Improved path finding for units on walls. NB: So far I've only had units on the second tier wooden walls, so the issue may be unique to this wall kind. Attacking Caernarvon I had no end of trouble getting my units to move anywhere when they were on the wall; they stood stock still, or started going back down their ladders whenever I asked them to advance along the wall or attack remaining enemies on the wall. In the end I had to mass select all my infantry and order them to run to the ground inside the gate to get them up the wall, along to capture the gatehouse, and then down to the ground, killing Welshmen along the way. My casualties were hideous because so many of my units refused to engage, or ran about getting shot instead of moving a little along the wall to kill the longbowmen.![]()

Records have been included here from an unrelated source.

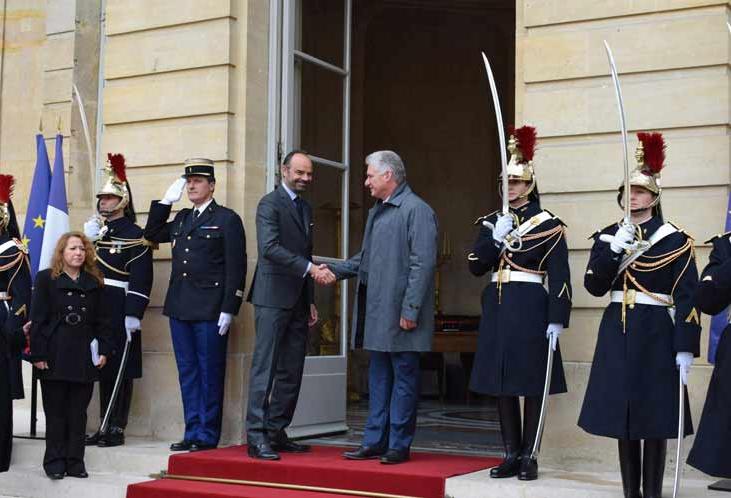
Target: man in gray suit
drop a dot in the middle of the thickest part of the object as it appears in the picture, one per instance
(393, 317)
(282, 295)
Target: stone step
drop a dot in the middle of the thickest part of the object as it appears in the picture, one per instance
(561, 484)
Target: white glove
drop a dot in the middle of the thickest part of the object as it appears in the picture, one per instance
(93, 229)
(224, 322)
(131, 324)
(622, 238)
(503, 226)
(552, 332)
(684, 360)
(174, 192)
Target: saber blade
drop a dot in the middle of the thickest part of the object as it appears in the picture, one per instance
(681, 433)
(623, 129)
(500, 131)
(544, 403)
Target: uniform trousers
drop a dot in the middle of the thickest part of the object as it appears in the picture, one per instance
(65, 404)
(200, 353)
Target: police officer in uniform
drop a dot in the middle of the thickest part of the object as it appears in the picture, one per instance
(205, 292)
(649, 330)
(125, 259)
(15, 290)
(523, 250)
(710, 452)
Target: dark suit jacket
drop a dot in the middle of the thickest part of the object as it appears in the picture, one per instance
(285, 249)
(209, 260)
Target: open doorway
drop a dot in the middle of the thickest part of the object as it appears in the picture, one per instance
(417, 86)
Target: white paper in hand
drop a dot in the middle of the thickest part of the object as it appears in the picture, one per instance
(94, 347)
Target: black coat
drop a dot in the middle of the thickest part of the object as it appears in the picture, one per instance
(512, 348)
(65, 346)
(122, 255)
(285, 250)
(209, 260)
(633, 385)
(710, 452)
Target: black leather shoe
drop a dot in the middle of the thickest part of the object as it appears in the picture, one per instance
(509, 467)
(115, 437)
(183, 445)
(364, 453)
(262, 452)
(528, 469)
(201, 447)
(395, 456)
(289, 446)
(93, 439)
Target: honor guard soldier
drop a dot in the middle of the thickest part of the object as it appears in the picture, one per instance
(15, 292)
(710, 452)
(649, 329)
(524, 250)
(204, 294)
(125, 259)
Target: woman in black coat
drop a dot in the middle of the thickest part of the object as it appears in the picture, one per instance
(66, 317)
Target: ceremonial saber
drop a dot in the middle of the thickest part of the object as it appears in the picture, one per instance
(623, 128)
(500, 132)
(681, 434)
(115, 391)
(544, 403)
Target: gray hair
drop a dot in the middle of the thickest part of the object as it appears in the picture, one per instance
(388, 160)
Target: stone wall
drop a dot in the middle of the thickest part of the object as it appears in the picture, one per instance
(673, 62)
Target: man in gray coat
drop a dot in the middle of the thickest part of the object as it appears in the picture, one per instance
(394, 305)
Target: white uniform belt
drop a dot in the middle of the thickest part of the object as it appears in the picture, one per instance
(117, 283)
(634, 297)
(508, 275)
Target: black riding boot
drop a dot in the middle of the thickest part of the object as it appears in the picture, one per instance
(630, 466)
(532, 413)
(653, 467)
(509, 411)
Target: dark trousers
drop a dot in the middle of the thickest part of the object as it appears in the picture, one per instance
(65, 404)
(200, 353)
(393, 385)
(276, 370)
(120, 411)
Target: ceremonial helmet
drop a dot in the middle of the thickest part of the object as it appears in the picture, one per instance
(522, 147)
(650, 157)
(6, 189)
(116, 183)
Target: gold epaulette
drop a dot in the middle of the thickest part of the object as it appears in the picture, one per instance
(479, 220)
(717, 236)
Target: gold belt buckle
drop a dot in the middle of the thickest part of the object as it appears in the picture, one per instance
(505, 275)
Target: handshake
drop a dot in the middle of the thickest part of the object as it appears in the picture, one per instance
(322, 274)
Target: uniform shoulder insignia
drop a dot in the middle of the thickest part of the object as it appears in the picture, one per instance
(555, 217)
(479, 220)
(717, 236)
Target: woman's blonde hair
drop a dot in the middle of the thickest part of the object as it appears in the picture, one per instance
(89, 261)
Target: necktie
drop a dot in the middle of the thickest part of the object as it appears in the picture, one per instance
(300, 209)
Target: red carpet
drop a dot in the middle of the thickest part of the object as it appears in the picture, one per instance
(423, 476)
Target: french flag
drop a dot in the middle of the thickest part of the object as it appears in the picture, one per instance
(57, 214)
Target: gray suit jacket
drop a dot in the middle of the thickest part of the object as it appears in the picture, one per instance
(285, 249)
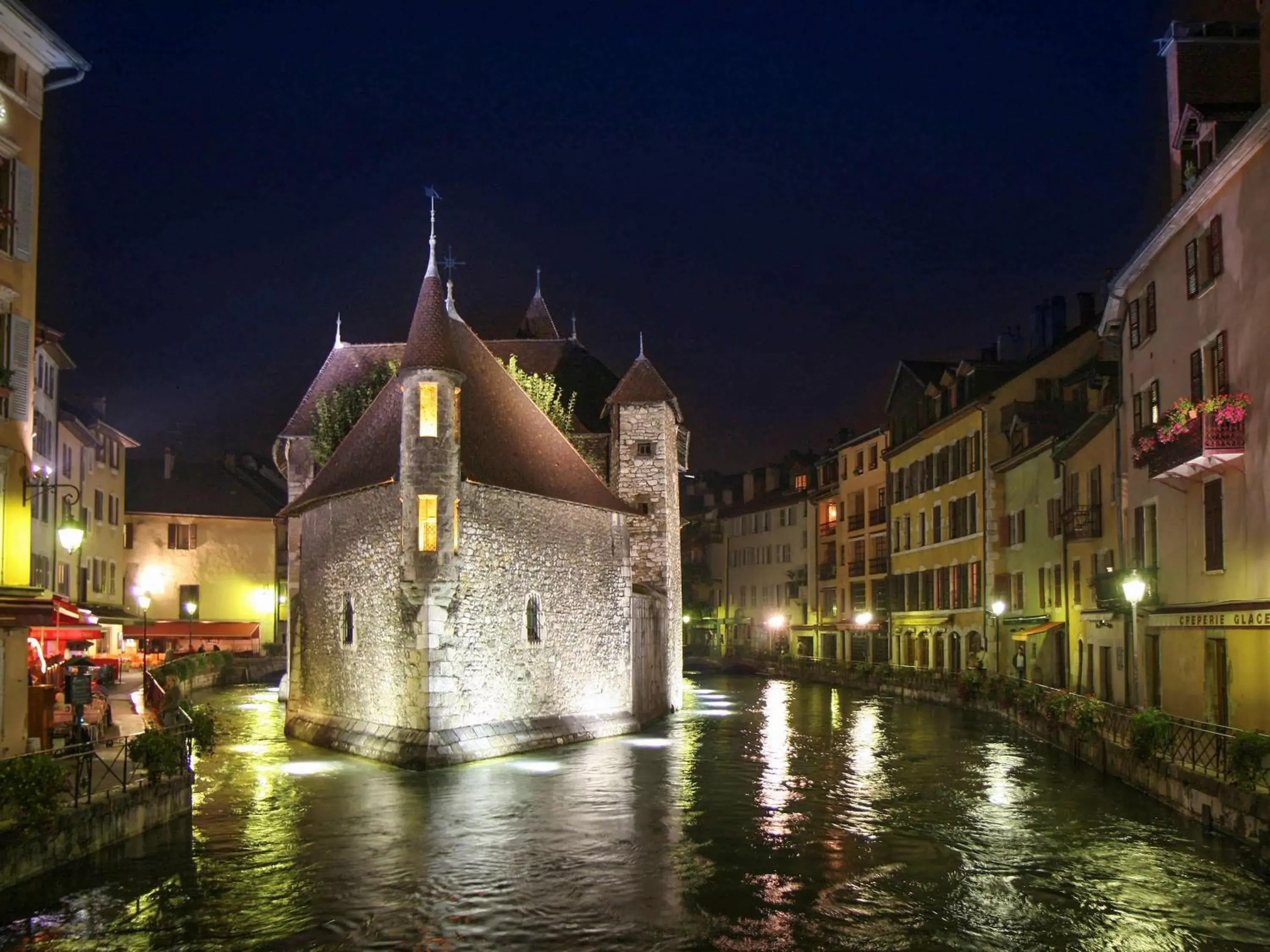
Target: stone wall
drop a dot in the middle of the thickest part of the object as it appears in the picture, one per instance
(654, 482)
(108, 820)
(351, 546)
(483, 668)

When preparing for the same siege, I build 3 siege towers. I wasn’t allowed to attack because the game said I had no units capable of attacking walls. Eh? What else is the point of the siege towers? Admiring the view? I had to build some ladders and a ram before it would let me attack.
I'm having issues with my mailed knights and hobilars (probably carries over to more advanced mounted units too; I haven't played with any yet) using their lances. Sometimes they will use them when charging, others they won't. I'm still investigating, but it appears they don't like to use their lances if fighting in trees or a settlement. Is that working according to design?
Reduction in pirate ship stats so early ships are not so out classed. Later on I can afford to mob the pirate ships and rely on numbers to drag them down. By that point I have stronger ships and don't necessarily need to gang up on them. Early on I don't have good ships and I can't afford mobs. Perhaps having several pirate ship types? A weaker one which is there for the first X turns, a stronger one for the next X turns, and a stronger one still for the rest of the game.
Rebels early in the game spawn with advanced units. Chivalric knights when I still struggle to build mailed knights?! Armoured swordsmen when I'm considering myself lucky to have levy spearmen!? Gah! Either I have to leave them to wander my lands damaging my income, or I must build a sizeable army and watch most of it get minced killing them with weight of numbers. Again, in the early game neither is a good option as the resources to do either are not there. I'd like it if rebel spawns were somehow linked to the buildings present in nearby provinces, so rebel armies would become more advanced in step with the player, never far ahead and never left behind and so always (hopefully) a bit of a challenge.
Would love to be able to dismount knights again as per MTW. :sigh: Big change for a patch, I know, but I hate building foot knights separately and sorely miss the tactical flexibility granted by dismountable knights. Really hate. My suggestion would be to implement it in exactly the same way as in MTW: have the player select whether the knights fight on foot or on horse in the deployment phase and then remove the choice the instant battle begins. No animation is needed; have the unit fade out and the other style fade in to replace it.
Movement on the campaign map sometimes seems much too short. Currently my English diplomat is slogging his way across Germany at the fantastic rate of one inch per turn, and I'm zoomed quite close in so it's a short inch. It’s taking him many turns to cross one province; I despair of getting him back home before he dies of old age.
Some buildings do not produce the little faded non-flashing icon on the relevant section of the economy section of the detailed city overview screen when you put them in the build queue. For example if I put a farm in the queue a little faded icon will appear next to the farm income, and the tooltip will tell me what my new income will be once the building is completed. Ports don’t give it, or second and third level market buildings, or the merchant’s wharf. There are probably others I haven’t encountered yet.